In the NBA, there are three refs concentrated in a half court. There is no excuse for obvious calls to be missed, therefore, there is little need to flop if the refs are doing their job reasonably well, which is why flopping has never been a major issue in the NBA (one of the main reasons we saw an uptick there is due to the circle/charge rule which was formalized a few years back). Players can turn to flopping because of a sense of injustice from the officials, often feeling they need to do something extra for their grievances to be heard. Kyle Lowry does that once in a while, but Kawhi Leonard will never do that. He wouldn’t even know how to do it if he wanted to. Leonard happens to, 1) believes that contact does not need to be exaggerated for a foul to be called, 2) being part robot, plays till the whistle, and 3) being extremely strong, can absorb contact without flinching. Unfortunately, all of this is currently working against him. Leonard gets fouled a lot and just because he doesn’t always react to being fouled, doesn’t mean he didn’t get fouled. This is a difficult concept for NBA officials to be consistent on.

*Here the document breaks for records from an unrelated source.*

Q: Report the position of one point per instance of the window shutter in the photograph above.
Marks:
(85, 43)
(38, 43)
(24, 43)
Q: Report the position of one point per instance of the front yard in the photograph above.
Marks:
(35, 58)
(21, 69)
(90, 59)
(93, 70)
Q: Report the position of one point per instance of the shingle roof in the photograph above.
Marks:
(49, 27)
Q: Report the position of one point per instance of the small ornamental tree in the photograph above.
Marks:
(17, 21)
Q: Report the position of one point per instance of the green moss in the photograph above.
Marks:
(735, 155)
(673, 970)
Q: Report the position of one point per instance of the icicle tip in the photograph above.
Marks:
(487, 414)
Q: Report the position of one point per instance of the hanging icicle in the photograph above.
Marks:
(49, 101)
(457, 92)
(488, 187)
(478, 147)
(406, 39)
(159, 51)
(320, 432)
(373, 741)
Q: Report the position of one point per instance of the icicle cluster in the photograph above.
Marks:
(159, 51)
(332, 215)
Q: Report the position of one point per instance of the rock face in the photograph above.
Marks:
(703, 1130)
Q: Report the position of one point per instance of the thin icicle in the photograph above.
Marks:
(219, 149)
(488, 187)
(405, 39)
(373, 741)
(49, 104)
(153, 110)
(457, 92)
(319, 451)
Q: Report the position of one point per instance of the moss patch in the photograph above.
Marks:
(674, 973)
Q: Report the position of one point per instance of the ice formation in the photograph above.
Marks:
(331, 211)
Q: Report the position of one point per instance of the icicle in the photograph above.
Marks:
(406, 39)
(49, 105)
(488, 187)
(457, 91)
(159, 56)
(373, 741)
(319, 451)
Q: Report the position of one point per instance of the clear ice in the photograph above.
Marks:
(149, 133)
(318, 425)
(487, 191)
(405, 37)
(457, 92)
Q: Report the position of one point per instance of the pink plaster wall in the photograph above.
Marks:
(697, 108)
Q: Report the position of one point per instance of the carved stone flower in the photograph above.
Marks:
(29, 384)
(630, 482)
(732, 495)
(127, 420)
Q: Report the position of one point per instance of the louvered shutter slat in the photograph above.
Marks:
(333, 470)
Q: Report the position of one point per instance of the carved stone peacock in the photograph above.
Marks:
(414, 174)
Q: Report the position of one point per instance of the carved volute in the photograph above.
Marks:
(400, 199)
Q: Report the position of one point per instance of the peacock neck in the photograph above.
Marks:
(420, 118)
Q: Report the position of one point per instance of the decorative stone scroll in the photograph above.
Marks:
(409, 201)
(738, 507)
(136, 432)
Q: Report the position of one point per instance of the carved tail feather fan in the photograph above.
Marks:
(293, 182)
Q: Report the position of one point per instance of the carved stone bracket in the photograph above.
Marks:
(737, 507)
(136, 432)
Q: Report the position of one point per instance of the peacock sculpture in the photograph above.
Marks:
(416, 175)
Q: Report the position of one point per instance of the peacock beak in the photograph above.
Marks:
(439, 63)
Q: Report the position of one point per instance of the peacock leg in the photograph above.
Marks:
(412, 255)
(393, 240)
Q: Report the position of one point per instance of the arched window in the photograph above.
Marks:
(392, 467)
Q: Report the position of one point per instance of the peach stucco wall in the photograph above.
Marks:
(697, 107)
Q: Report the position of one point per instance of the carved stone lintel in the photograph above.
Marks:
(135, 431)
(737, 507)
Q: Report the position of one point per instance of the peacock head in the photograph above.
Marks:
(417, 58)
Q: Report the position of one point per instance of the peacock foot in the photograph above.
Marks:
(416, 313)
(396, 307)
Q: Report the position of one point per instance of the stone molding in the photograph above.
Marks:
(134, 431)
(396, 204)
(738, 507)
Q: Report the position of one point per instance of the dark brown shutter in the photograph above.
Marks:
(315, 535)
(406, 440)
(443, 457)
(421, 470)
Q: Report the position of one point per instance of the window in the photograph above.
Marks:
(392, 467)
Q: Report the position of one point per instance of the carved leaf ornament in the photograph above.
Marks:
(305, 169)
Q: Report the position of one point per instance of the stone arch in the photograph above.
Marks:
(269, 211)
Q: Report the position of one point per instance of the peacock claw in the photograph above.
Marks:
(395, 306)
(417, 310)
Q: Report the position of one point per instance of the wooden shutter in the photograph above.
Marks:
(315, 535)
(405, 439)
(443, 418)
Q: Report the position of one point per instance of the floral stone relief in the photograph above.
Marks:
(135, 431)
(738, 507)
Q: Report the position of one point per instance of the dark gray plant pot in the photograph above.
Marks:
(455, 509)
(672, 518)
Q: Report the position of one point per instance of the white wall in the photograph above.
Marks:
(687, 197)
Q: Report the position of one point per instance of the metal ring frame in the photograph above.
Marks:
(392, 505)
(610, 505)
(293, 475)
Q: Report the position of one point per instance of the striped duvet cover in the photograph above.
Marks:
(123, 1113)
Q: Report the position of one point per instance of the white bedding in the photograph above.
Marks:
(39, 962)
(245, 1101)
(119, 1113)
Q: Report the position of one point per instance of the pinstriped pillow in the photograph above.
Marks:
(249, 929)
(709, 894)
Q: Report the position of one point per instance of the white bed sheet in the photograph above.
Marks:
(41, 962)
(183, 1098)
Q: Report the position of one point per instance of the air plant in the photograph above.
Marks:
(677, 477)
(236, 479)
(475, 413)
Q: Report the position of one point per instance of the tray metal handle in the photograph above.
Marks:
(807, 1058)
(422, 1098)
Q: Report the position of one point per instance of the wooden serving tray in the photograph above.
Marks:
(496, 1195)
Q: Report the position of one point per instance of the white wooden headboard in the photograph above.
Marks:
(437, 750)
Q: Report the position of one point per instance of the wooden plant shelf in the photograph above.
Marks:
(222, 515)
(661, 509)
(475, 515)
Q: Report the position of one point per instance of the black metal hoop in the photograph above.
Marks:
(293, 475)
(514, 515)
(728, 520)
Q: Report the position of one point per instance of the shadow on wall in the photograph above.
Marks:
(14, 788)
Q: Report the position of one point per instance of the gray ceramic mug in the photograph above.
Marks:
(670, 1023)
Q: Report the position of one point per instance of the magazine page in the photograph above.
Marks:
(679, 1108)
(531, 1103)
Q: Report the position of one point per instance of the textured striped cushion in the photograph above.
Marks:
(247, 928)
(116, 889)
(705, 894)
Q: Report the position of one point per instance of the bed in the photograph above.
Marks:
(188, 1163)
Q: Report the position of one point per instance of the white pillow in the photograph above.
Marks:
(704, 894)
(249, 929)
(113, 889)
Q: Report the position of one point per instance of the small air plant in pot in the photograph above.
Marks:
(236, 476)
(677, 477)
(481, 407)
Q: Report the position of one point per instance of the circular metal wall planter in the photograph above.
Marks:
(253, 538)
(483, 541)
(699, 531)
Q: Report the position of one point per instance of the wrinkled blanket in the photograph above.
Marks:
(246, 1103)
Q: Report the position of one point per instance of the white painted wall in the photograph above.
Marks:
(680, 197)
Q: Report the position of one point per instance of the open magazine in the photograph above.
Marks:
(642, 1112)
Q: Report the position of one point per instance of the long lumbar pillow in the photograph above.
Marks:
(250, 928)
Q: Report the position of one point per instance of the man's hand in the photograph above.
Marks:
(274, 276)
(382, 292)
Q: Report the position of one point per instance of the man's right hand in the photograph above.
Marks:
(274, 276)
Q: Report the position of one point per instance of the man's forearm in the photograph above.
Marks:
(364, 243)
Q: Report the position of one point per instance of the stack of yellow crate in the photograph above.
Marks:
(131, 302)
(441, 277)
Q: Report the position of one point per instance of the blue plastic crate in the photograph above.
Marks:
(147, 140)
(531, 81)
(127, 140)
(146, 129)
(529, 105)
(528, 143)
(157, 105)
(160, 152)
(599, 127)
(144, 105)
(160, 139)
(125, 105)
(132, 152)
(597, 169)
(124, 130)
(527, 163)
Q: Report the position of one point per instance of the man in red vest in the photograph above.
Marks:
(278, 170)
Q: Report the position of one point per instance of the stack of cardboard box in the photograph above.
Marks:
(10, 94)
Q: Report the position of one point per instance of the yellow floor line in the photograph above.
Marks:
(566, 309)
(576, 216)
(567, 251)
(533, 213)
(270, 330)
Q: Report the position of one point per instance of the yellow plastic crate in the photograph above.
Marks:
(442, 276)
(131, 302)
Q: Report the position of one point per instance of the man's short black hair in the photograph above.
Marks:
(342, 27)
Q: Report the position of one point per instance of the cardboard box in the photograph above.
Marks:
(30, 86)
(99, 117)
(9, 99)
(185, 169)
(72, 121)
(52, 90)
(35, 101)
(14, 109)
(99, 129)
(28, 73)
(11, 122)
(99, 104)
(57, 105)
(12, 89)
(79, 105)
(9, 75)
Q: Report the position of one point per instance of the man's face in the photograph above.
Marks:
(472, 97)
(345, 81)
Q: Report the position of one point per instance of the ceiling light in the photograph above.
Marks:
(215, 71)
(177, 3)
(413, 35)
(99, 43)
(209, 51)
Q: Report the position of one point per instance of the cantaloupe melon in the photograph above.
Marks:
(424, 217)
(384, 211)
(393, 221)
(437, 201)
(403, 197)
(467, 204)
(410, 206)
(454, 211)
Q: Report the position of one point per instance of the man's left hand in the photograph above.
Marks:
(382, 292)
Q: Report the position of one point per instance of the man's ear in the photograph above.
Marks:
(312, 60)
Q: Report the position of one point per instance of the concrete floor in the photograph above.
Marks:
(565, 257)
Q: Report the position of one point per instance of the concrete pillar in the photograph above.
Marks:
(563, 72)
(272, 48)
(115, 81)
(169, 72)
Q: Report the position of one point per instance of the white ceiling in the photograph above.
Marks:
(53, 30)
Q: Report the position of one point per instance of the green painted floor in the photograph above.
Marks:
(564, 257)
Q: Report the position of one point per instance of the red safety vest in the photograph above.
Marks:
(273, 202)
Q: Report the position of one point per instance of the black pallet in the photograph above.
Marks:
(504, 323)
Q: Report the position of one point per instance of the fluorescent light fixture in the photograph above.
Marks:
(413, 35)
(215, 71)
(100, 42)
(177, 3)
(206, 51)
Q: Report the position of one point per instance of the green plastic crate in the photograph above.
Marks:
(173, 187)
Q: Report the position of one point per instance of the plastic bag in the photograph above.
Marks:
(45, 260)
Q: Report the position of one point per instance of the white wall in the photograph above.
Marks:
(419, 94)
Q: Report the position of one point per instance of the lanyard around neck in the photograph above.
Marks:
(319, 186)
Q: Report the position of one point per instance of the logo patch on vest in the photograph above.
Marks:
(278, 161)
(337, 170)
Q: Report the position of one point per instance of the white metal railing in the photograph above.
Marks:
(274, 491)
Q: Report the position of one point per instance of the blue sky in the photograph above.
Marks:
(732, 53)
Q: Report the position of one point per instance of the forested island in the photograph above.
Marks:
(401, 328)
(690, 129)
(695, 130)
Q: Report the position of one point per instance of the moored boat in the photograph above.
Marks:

Usually, superstars like LeBron, Steph, or KD (or going further back, Kobe, MJ, etc.), get the benefit of the doubt from officials on field goal attempts because they’ve have been primed to see them as scorers whose job it is to score in buckets. As great as Kawhi’s been throughout his career, he’s never had that role on a team. He’s currently averaging career-highs in minutes played (35), points (26) and field-goal attempts (19), and officials aren’t used to seeing him dominate the ball with the mandate of scoring. He was a cog in the equitable Spurs system which forced teams to pay attention to the wider structure. In Toronto, his scoring duties are far more pronounced with more possessions dedicated to Kawhi, so this version of the player is new to many, including officials.
On top of that, the stars mentioned are all vocal when they don’t get the call. They make themselves constantly visible to the refs and are media personalities as much as NBA players. Kawhi Leonard is amazing, but he is not visible. The refs will never view him in the same light as they do other stars with equal talent in the league only because he has a quiet demeanor – it’s as simple as that. I’d even contend that DeMar DeRozan, who was far more vocal, will get more calls from the zebras than Leonard on account of his body language alone. Leonard doesn’t have body language. He has a body controlled by an internal CPU which mutes any dissent and isn’t programmed to confront people in authority. So, it’s understandable when Nick Nurse comes out to make the atrocities more visible:
“It’s been going on all year. But tonight was a very severe case of a guy who was playing great, taking it to the rim and just getting absolutely held, grabbed, poked, slapped, hit, and everything, and they refused to call any of it. It’s unbelievable to me. It’s ridiculous. The guy is one of the best players in the league, and he doesn’t complain, he doesn’t do this, he doesn’t do that, and they just turn their head and go the other way. It’s been going on all year.”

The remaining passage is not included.